15 yıl boyunca muhalefet partili bir belediye başkanının yönettiği Artvin Belediyesi hiçbir zaman
kredi kullanmamış, buna gerek de duyulmamıştır. Yıllık bütçesi 24 Milyon TL civarında olan bir
belediye için 10 Milyon TL lik borçlanma hususu kabul edilebilir bir konu değildir. 5393 sayılı
belediyeler kanununa göre de bir belediye ancak bütçesinin %10’u kadar borçlanabilir ve bu
borçlanmayı da DPT(Devlet Planlama Teşkilatı) tarafından onaylanacak olan projeleri için
kullanabilir. Söz edilen rakam bütçenin yarısına denk gelmektedir. Böyle bir borçlanma hukuken
de sakıncalı olduğu gibi belediyenin gelecek yılları için de büyük bir tehlikedir. Konu çok önemli
olduğundan Çarşamba günü bizzat meclis toplantısını takip edeceğim. Bu kredinin neden gerek
görüldüğü, ne için kullanılacağı, nasıl ödeneceği çok önemli sorulardır.
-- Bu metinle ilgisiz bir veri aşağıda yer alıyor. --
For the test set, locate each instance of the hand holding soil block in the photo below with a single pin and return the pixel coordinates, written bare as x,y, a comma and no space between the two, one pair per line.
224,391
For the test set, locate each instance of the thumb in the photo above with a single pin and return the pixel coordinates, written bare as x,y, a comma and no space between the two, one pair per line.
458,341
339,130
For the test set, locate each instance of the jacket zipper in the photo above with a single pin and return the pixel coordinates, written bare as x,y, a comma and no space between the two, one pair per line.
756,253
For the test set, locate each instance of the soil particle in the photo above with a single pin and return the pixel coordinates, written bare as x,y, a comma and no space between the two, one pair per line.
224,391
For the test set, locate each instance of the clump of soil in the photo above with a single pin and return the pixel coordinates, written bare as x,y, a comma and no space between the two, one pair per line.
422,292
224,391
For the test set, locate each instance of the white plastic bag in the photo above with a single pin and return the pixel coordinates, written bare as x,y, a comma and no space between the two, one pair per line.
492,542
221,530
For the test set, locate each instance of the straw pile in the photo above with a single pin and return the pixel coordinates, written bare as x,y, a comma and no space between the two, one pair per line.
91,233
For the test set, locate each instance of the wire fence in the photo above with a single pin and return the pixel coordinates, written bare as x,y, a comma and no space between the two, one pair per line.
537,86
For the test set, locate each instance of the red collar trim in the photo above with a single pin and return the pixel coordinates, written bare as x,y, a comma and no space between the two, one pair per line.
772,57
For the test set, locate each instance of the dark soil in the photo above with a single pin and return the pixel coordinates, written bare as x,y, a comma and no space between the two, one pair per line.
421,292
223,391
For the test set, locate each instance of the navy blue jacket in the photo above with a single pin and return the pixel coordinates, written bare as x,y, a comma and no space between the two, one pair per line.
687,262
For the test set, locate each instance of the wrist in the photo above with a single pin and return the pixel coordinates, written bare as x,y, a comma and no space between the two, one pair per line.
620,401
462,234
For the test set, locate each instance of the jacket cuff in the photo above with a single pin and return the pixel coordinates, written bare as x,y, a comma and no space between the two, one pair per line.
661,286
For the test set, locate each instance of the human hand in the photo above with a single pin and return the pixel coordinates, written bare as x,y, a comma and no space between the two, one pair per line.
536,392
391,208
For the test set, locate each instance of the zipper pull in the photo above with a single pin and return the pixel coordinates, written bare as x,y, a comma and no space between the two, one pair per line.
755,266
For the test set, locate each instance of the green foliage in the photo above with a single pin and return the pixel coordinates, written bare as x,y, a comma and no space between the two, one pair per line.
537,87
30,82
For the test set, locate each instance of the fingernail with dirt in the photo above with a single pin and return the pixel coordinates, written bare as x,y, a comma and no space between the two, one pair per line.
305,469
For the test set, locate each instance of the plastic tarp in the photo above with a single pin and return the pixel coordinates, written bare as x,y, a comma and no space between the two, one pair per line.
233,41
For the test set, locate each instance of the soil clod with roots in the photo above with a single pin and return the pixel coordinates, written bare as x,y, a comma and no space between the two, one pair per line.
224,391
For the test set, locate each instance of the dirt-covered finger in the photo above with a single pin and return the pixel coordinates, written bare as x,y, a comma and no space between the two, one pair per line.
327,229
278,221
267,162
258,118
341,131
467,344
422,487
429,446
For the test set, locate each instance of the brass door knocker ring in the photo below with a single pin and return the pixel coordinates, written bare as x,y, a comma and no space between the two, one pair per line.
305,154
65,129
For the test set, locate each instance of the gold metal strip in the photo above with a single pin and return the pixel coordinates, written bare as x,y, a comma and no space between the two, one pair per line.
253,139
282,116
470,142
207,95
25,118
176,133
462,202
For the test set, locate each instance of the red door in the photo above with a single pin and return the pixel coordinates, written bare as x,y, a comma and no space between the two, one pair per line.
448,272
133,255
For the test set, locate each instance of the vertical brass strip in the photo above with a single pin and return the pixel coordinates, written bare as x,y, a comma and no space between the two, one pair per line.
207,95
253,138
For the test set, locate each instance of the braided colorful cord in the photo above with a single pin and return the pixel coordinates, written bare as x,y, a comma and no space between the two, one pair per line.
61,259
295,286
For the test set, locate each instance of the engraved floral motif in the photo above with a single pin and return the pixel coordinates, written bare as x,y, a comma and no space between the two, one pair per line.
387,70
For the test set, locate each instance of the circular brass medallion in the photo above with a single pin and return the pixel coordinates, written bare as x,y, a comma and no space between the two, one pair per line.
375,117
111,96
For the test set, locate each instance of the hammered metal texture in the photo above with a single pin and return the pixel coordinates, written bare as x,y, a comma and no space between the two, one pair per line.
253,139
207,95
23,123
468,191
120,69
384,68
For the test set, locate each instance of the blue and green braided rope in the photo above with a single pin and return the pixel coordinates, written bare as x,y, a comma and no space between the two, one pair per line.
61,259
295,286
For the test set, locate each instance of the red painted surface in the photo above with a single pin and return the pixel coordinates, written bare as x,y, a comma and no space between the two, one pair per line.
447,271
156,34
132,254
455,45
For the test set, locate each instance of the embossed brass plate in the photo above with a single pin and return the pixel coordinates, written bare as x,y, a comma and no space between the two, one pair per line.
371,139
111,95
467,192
En önemli soru ise iktidar
olanaklarıyla Artvin’i uçuracak olanların ne oldu da krediye muhtaç hale geldikleridir!
Belediye 2,5 Yılda 3 Trilyon Borçlanmış!
Bugün itibariyle belediyenin piyasaya olan borcu 3 Milyon TL nin üzerindedir. AVM deki
işyerlerinden beklenen gelir 9 Milyon TL iken hiçbir işyerinin satılamamış olması mı bu krediyi
almaya mecbur bıraktı sizi acaba? Üstelik rakam o kadar büyük ki belediyenin aylık gelirleri
itibariyle bunun 3-5 yıl gibi vadelerle ödenebilme şansı da yoktur. Acaba bu kredi, geri ödemesinin
2 ya da 3 yıl ertelemeli olarak mı kullanılmak isteniyor?
Artvin’de Hiç Bir Şeyi Olmayanların Artvin Halkını İpotek Altına Alma Hakkı Yoktur!
Bu resmen ben borç alacam benden sonra gelen ödesin anlayışıdır ki bunu tahmin
etmiyorum inşallah böyle bir amaçları yoktur. Çünkü bu ne vicdana ne akla sığar! Sırf bu çok
önemli sorulara yanıt alabilmek adına 1 Haziran günü yapılacak olan belediye meclisi toplantısını
dikkatle yerinde takip edeceğiz. Kimse unutmasın ki, bizler Artvin’in gerçek sahipleriyiz ve taşıma
oylarla seçim kazanıp, eşinden ve valizinden başka Artvin’de hiçbir şeyi olmayanların bizim
belediyemizin geleceğini, Artvin’in geleceğini ipotek altına almalarına asla izin vermeyiz! Artvin
Belediyesinin tüm icraatlarının ve bu konunun da sonuna kadar takipçisi olacağız. Tüm Artvin
Kamuoyuna Saygılarımla” şeklinde konuştu.